The relation between bank and depositors would almost sort itself out as long as depositors aren't locked into long-term arrangements. Of course banks will pass the cost on to depositors. Depositors presumably go elsewhere if terms are too unfavorable.
The rate information will make its way to depositors as a matter of course. Nevertheless, since their use of this information is the whole point of this exercise, it probably should be made public and brought to each depositor's attention, though most will ignore it.
Regress: The moral hazard of insurers defaulting
It risks creating a new moral hazard: Insurers that can't actually bear the potential losses. They might be speculators hoping that lightning won't strike on their watch, or their fate might be tied to that bank, so that if the bank fails, so do they.
How are we to know which insurers can actually bear the potential losses? Better, how can we know it without a bureaucracy deciding it?
We appear to have just moved the problem from the bank to the insurer. So let's re-apply the same solution there: let insurance in turn require coverage against defaulting, on basically the same terms. The cash flow to the second insurer comes from the first insurer's cut, the cost is not (directly) borne by the depositor.

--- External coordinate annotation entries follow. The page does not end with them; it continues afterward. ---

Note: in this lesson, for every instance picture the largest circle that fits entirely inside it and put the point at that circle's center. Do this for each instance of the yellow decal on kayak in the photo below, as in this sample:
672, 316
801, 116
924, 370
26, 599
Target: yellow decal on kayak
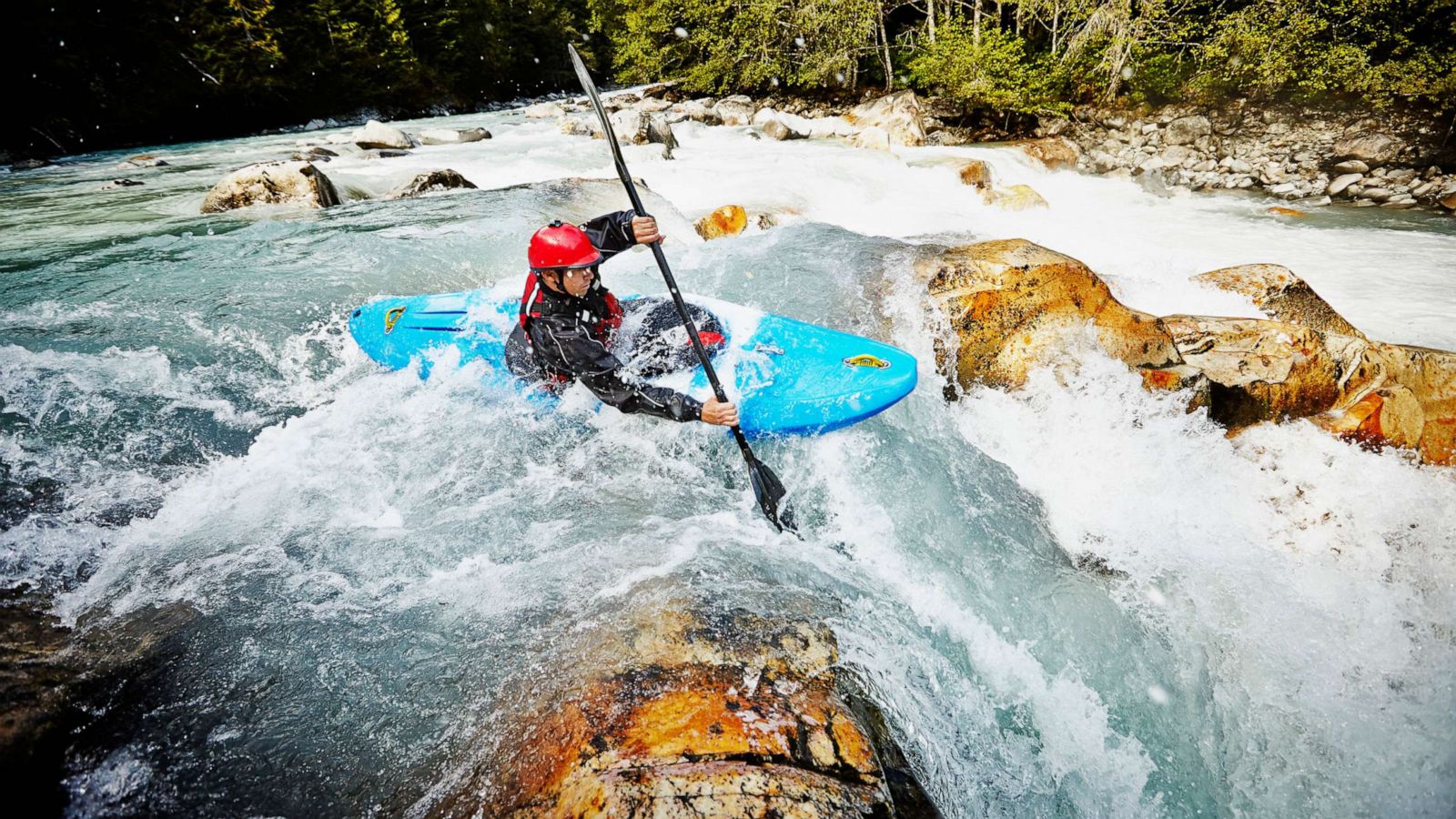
390, 318
866, 360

Presumably for unreliable would-be insurers, their own coverage takes so large a cut of their profits that they can't effectively compete in the bidding. For reliable insurers, presumably the situation is the reverse, so they can make a profit. Since there is this dimunition in rates, we can be sure that an infinite regress of metaN-insurers does not result in an infinite rate. Instead for a dimunition R, the overall rate is about:
So we can simply let it regress to extinction.
That solves half the problem. But we still might be looking at a circular situation. A bank might (openly or otherwise) be its own insurer and meta-insurer and meta2-insurer etc.

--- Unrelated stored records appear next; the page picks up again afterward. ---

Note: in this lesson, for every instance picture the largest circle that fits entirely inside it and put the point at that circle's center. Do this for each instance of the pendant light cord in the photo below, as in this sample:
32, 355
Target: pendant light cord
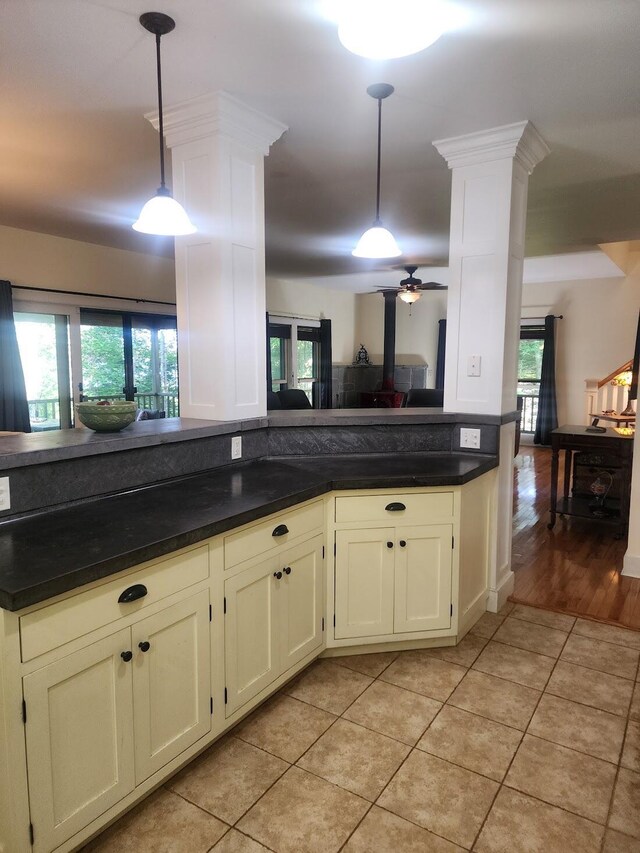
160, 118
377, 221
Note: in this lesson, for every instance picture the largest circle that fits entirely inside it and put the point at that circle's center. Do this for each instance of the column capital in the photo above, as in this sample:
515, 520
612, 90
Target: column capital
519, 141
218, 114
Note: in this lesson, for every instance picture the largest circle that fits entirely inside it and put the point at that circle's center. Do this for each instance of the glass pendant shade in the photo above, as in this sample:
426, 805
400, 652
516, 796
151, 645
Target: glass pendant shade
377, 242
164, 216
381, 29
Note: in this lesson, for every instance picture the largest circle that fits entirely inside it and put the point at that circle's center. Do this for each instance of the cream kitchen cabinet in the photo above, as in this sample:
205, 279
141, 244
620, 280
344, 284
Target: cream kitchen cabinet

So we'd like to predictively know whether a bank and its insurer are truly independent. Prediction markets may help us. For each bank and insurer, there would be a prediction market on whether the insurer survives a bank collapse. It pays "No" if both default, "Yes" if the bank defaults but the insurer doesn't, and is not resolved if the bank does not fail. This gives us a probability of double-failure; a figure between 0.0 and 1.0. Call it p(!F2|F1)
Now calculate the total coverage required, assuming a single insurer, as:
`total deposits' / p(!F_2|F_1)
In other words, the bank is required to have coverage up to the total amount of deposits, but the amount of coverage from a given insurer only "counts" as:
`face value of coverage' * p(!F_2|F_1)
Similarly, for a meta-insurer, have a prediction market on whether it survives default by both bank and insurer.
Making these markets would add some overhead, but not neccessarily much, since at any instant it's required once over the bank's entire holdings.
No signal until very late
Another worry is that the rates may not reflect the actual situation until very late. Insurers who are aware of a developing problem at a bank might think that they can pull out in time.
The problem is that the contract may have less latency than the situation. So let's add a time rule. Say a formerly successful bidder who is now outbid retains a continually diminishing fraction of the insurance contract for some time. Ie, still gets a fraction of the deposits per unit time, and still has to provide coverage uniformly for that fraction of total deposits. That time interval is a free parameter in this proposal.
Then the situation is sensitive to the exact time at which the bank fails.
Collusion keeping the little guy out
Having arranged all this, we wouldn't like to see it become the sole
preserve of a
de facto cartel with captured regulatory agencies
keeping others out.
This is apparently at odds with our need to keep lightweight insurers out. But fortunately my solution to the lightweight insurers does not rely on bureaucracy. Of course nothing will keep regulators from regulating, but there's little in this proposal that requires them to do so.